I enjoy the way Piddimus mapped the Birth-Death-Resurrection structure to the theatre/creation process in his latest blog entry. It’s interesting that you say that there’s nothing pleasant about the Death part of the process. I actually disagree… for me almost all of the joy in creation is in the execution of it (no pun intended).
I find pre-production (Birth) to be satisfying in a detached sort of way – trying to make solid decisions to ensure a strong production, finding the right cast, space etc. In the end, the success or failure of the work you do in pre-prod will define the scope of what you’re able to accomplish with the work.
Performance (Rebirth) is the least satisfying stage for me. It’s (of course) gratifying to have people enjoy your show, and every decision made in the first two stages must work toward and support the audiences eventual experience of it, but in terms of actual pleasure or joy, I’m usually left feeling kind of cold, and often spend the time wondering what my next project will be.
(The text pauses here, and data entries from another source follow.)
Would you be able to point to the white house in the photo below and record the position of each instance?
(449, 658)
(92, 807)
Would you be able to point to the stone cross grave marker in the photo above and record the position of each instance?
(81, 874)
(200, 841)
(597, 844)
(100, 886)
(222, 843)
The rehearsal process (Death) is where 99% of the fun of creation comes in for me. This is where the creative decision are largely made, and the detail and depth of the show are discovered. (Rereading that sentence, it’s probable that a lot of directors would put this work into the preprod phase… I’ve always been an on-the-fly type though). One of the things that fascinates me about directing is take a creative work from potentiality to actuality… it’s the process of the execution of the work that gets my blood flowing in the end.
A quick caveat: I’m not trying to reopen the Process vs. Product debate again. As I said before, every single decision made in the pre-production and rehearsal phases of the show by necessity must work towards the good of the final product (which is a bit of an ‘ends justify the means” argument, I suppose). All I’m saying is that the actual pleasure for me largely resides in the journey of discovery, not the stasis of a destination.